Among the overseas critics, Matt Zoller Seitz of The New York Times described the film as "epic and raw, and cut out from the same bloody cloth as Salvador and Munich." Kirk Honeycutt of The Hollywood Reporter compared the film's "journalistic inquiry into cataclysmic social and political events" to that of Gillo Pontecorvo's The Battle of Algiers. He noted that the film is objective without any "lurid sensationalism". Maitland McDonagh felt that the film "humanizes the bombers without excusing their actions". She also said that it "owes more to films like Munich than mainstream commercial spectacle".
David Chute of LA Weekly described it as "a rigorously naturalistic docudrama about a complex police investigation." Ethan Alter of Film Journal International called it " a potent reminder that Indian filmmaking isn't limited to Bollywood super-productions." Derek Elley of Variety called it a "fact-based procedural whose drama gets lost amid its analytical detail." A review carried by Time Out Group called the film a "post-9/11 food for thought and a vivid reminder not to get arrested in India, where the prisoners’ bill of rights is very short."
Black Friday was made on a production budget of ₹6.5 crore (US$910,000) and grossed a total of ₹8 crore (US$1.1 million) at the box office.

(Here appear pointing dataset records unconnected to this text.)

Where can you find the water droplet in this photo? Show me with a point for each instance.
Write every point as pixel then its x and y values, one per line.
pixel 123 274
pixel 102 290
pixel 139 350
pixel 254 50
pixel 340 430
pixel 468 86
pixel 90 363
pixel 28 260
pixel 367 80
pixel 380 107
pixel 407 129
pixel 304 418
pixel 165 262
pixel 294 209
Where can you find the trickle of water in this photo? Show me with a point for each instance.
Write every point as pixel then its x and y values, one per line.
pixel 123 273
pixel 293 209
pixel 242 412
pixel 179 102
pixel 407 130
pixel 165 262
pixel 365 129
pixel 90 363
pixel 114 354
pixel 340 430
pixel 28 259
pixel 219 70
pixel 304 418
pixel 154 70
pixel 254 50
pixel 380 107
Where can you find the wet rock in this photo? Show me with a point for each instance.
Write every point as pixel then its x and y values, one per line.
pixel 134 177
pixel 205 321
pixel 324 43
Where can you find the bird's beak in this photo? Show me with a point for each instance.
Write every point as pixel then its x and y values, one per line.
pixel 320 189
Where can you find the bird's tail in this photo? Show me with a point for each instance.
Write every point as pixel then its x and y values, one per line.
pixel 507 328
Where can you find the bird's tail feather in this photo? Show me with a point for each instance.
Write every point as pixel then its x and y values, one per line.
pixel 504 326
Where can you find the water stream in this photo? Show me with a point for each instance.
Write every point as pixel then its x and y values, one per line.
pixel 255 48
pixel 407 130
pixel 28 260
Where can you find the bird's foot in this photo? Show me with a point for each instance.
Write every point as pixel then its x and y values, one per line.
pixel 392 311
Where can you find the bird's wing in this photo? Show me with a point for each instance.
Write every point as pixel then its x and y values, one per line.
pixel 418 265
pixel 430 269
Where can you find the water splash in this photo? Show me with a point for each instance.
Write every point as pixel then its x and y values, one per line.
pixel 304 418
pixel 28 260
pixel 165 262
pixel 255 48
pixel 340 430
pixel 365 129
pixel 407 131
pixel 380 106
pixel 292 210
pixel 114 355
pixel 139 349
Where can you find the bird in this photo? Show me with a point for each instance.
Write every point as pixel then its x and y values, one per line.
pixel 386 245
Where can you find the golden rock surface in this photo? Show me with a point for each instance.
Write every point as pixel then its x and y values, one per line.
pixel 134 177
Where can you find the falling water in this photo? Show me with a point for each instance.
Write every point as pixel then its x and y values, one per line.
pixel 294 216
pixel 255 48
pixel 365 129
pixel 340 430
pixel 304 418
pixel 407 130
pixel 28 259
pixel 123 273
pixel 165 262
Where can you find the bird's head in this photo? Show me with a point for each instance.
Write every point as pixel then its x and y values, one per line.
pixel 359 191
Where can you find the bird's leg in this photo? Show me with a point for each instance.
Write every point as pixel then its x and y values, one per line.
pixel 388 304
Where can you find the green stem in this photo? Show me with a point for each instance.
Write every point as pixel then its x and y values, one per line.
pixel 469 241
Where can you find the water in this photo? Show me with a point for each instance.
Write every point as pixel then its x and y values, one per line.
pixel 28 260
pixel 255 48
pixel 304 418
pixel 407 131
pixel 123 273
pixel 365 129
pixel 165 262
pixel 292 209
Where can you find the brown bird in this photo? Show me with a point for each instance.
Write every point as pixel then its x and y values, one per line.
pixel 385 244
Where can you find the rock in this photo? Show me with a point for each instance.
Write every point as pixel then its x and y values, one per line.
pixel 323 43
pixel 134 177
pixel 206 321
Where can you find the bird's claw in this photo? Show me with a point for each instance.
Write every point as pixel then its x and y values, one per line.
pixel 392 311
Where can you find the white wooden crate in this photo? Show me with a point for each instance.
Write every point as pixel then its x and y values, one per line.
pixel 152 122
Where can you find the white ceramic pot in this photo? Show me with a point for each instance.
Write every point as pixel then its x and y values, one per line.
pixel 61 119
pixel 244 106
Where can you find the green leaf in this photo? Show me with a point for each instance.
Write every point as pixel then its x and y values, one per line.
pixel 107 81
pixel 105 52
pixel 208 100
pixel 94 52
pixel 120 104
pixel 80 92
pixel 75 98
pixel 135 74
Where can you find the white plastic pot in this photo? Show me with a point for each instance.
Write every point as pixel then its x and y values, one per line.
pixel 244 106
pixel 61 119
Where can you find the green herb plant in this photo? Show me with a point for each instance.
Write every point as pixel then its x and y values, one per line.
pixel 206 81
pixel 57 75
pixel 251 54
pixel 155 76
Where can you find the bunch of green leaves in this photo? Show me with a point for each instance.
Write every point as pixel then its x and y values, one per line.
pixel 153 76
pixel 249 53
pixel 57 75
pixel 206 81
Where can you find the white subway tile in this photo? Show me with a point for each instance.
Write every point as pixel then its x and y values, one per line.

Black Friday often cited by several critics and film scholars as Kashyap's best work. The film was included in CNN-IBN's 2013 list of the "100 greatest Indian films of all time" and Mint's list of "70 iconic films of Indian cinema". In 2010, Raja Sen mentioned it in "The Top 75 Hindi Films of the Decade" list. It was mentioned in critic and author Shubhra Gupta's book, 50 Films That Changed Bollywood, 1995-2015. Danny Boyle cited Black Friday as an inspiration for his 2008 Academy award-winning film Slumdog Millionaire. He stated that a chase in one of the opening scenes was based on a "12-minute police chase through the crowded Dharavi slum" in Black Friday. Filmmaker Vikramaditya Motwane said in 2014 that when asked about the most important films in last decade, he mentions Lage Raho Munna Bhai (2006) and Black Friday.